The Department for Transport (DfT) said it was working with networks in Greater Manchester, Sheffield, the West Midlands, Nottingham and Tyne and Wear.
Greater Manchester Mayor Andy Burnham had warned his area’s service could be “mothballed” due to financial losses.
The DfT said it was working “to identify what support is needed”.
A spokesman said the amount of government funding was still being calculated, but it would “enable key routes to remain open for people travelling to hospitals, supermarkets or those who cannot work from home, such as NHS staff”.
He added that as light rail was a devolved issue in London, Transport for London would need to “consider any measures to support the sector”, while Blackpool’s tram network, which was taken out of service at the end of March, “does not support key workers”.
On Tuesday, Mr Burnham said Greater Manchester’s Metrolink service was “losing millions of pounds a month”, with passenger numbers down 95% since the outbreak began.

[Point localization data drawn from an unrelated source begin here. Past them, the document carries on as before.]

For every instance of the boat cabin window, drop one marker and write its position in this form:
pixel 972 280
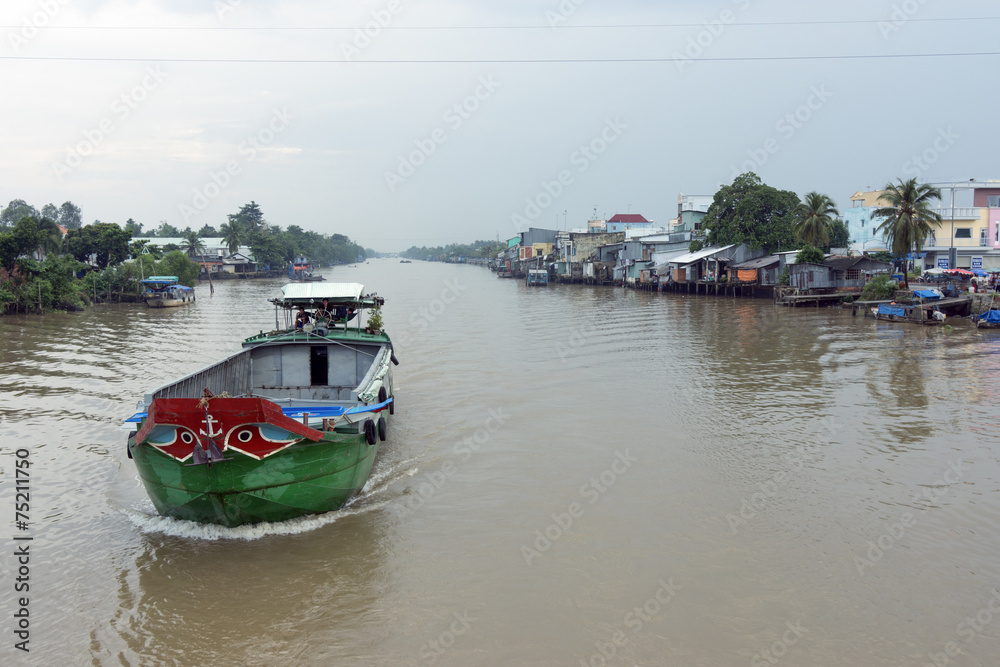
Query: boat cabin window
pixel 319 365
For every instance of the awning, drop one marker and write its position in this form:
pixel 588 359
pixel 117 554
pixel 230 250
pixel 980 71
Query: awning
pixel 693 257
pixel 319 291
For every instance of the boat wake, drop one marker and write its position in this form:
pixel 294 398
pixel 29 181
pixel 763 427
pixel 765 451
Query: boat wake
pixel 146 519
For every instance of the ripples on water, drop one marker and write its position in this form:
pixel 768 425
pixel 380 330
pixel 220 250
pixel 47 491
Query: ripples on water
pixel 840 425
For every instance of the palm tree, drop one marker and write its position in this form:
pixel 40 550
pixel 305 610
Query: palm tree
pixel 813 219
pixel 232 234
pixel 193 245
pixel 908 217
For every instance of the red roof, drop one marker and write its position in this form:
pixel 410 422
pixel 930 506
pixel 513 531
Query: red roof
pixel 628 217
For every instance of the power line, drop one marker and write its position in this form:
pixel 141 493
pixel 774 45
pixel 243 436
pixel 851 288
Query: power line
pixel 610 26
pixel 501 61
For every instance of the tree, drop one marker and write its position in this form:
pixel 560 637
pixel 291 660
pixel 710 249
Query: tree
pixel 21 239
pixel 70 215
pixel 907 217
pixel 193 245
pixel 49 238
pixel 166 230
pixel 840 235
pixel 270 250
pixel 16 210
pixel 813 219
pixel 105 240
pixel 232 234
pixel 810 254
pixel 251 217
pixel 176 263
pixel 748 211
pixel 133 227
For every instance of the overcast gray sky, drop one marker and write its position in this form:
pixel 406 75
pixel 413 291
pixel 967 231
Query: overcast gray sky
pixel 140 123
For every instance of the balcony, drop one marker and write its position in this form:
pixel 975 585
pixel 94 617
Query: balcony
pixel 961 212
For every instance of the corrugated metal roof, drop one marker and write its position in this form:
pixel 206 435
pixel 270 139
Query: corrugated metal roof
pixel 758 263
pixel 319 291
pixel 701 254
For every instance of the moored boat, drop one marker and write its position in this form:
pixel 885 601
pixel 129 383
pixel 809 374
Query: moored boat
pixel 300 270
pixel 537 277
pixel 988 320
pixel 166 292
pixel 917 314
pixel 286 427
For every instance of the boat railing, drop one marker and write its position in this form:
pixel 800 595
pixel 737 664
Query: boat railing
pixel 232 375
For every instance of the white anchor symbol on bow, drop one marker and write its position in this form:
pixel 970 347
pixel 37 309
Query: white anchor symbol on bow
pixel 210 421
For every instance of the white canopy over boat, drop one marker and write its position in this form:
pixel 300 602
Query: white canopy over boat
pixel 319 291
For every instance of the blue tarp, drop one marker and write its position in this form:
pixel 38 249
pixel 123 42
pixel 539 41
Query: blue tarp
pixel 889 309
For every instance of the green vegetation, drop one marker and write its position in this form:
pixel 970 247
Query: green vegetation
pixel 907 216
pixel 879 288
pixel 814 218
pixel 748 211
pixel 840 236
pixel 41 269
pixel 451 253
pixel 810 254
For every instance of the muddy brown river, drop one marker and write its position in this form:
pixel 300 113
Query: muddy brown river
pixel 574 476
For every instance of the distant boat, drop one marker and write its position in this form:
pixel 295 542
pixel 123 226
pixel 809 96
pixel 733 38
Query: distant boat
pixel 537 278
pixel 988 320
pixel 166 292
pixel 300 271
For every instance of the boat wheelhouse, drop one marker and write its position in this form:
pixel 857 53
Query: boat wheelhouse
pixel 166 292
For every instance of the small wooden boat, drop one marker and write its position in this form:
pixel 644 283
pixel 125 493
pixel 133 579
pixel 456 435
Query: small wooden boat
pixel 166 292
pixel 537 278
pixel 288 426
pixel 916 314
pixel 300 270
pixel 988 320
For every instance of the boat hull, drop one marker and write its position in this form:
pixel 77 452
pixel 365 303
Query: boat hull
pixel 168 303
pixel 306 478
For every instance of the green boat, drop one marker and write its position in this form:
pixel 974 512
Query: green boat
pixel 286 427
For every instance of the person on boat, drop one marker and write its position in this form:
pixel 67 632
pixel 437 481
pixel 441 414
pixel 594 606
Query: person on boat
pixel 344 314
pixel 301 317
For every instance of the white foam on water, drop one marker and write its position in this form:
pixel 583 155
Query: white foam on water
pixel 149 522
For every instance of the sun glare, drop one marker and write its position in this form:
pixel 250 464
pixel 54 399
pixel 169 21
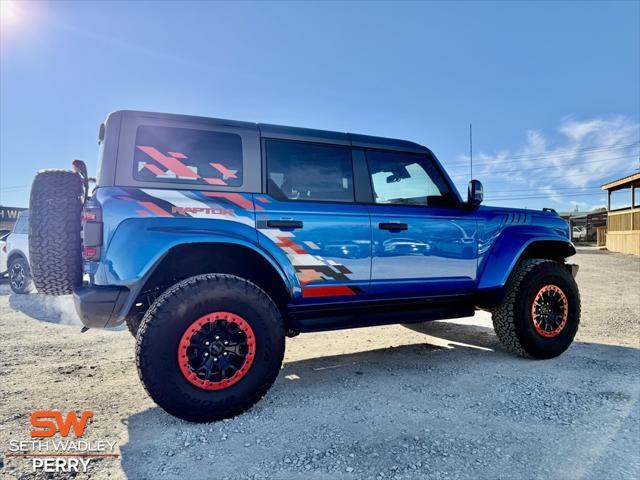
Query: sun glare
pixel 9 12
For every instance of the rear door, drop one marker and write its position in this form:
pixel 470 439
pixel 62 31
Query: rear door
pixel 310 213
pixel 424 241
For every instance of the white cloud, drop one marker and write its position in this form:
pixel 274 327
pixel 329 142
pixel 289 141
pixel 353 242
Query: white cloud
pixel 580 155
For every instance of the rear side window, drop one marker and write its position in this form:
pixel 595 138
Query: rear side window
pixel 404 179
pixel 182 155
pixel 307 171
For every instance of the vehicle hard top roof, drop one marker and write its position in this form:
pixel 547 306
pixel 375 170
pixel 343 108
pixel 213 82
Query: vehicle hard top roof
pixel 288 133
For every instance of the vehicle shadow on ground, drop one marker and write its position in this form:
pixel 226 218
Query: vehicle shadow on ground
pixel 457 385
pixel 45 308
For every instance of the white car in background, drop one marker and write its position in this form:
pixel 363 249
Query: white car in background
pixel 17 255
pixel 3 252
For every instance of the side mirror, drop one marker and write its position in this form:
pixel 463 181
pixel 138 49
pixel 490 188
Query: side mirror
pixel 475 193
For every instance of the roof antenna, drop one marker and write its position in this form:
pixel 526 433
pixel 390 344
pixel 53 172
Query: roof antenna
pixel 471 151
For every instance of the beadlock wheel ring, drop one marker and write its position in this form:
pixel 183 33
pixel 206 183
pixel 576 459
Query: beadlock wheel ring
pixel 216 351
pixel 549 311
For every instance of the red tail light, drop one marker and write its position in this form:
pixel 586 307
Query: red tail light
pixel 91 231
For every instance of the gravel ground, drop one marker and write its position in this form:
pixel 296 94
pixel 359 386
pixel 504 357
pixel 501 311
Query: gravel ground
pixel 379 403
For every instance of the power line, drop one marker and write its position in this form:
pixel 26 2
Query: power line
pixel 527 197
pixel 535 156
pixel 549 166
pixel 554 188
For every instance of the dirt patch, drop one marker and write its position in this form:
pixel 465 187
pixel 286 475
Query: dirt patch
pixel 378 403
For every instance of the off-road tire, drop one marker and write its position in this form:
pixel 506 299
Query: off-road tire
pixel 26 285
pixel 54 231
pixel 512 320
pixel 170 316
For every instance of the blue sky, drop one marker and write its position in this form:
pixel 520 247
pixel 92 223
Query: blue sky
pixel 552 89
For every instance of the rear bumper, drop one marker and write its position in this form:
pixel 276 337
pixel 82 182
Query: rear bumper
pixel 98 307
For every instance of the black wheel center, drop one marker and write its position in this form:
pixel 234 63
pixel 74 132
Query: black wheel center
pixel 217 350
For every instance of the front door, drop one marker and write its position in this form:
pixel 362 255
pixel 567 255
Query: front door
pixel 309 213
pixel 424 241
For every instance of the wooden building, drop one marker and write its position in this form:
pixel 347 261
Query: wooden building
pixel 623 214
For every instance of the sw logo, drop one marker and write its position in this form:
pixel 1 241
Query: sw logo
pixel 51 451
pixel 49 422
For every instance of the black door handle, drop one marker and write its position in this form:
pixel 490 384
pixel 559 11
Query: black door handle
pixel 393 226
pixel 284 224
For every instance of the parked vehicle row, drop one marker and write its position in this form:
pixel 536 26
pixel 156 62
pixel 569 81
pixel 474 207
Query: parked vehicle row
pixel 14 256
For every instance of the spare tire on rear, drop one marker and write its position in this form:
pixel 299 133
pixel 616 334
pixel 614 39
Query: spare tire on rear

Responding to the announcement, he said he was “pleased this has been recognised by the government and welcome their commitment to… light rail networks around the country”.
“However, we urgently need the detail of this funding, as well as the funding itself, so we can ensure these vital services can continue to run during the lockdown period,” he added.
Mr Burnham said he was already “looking closely at what services will look like once lockdown is lifted,” adding: “The road to recovery is going to be a very long one, and we are already stressing to government the financial help that will be needed throughout 2020 and beyond.”
A spokesman for Nexus, which runs the Metro service in Tyne and Wear, echoed Mr Burnham’s comments and said the firm “now need to know with some urgency what the details of the financial package are”.
He said running the system was “costing us almost £1m a week” and the firm could only plan for the end of lockdown “if we know that we have enough money to pay staff wages and carry out maintenance”.
Sheffield City Region Mayor Dan Jarvis said securing funding for the area’s Supertram network “will help ease the financial strain during the crisis, allow essential journeys to continue and keep NHS staff and key workers moving”.
The Confederation of British Industry’s regional director Sarah Glendinning said the services were “the lifeblood of our communities and key workers are relying on them to do their jobs throughout this crisis”.
“This move to support operators shows that government recognises their vital contribution to Britain’s path to recovery.”
The union Unison said it had been concerned about the possibility of services being halted.
North West regional secretary Kevan Nelson said his members were “putting themselves at risk every day and… the last thing they need is being delayed, or worse, being prevented from attending work”.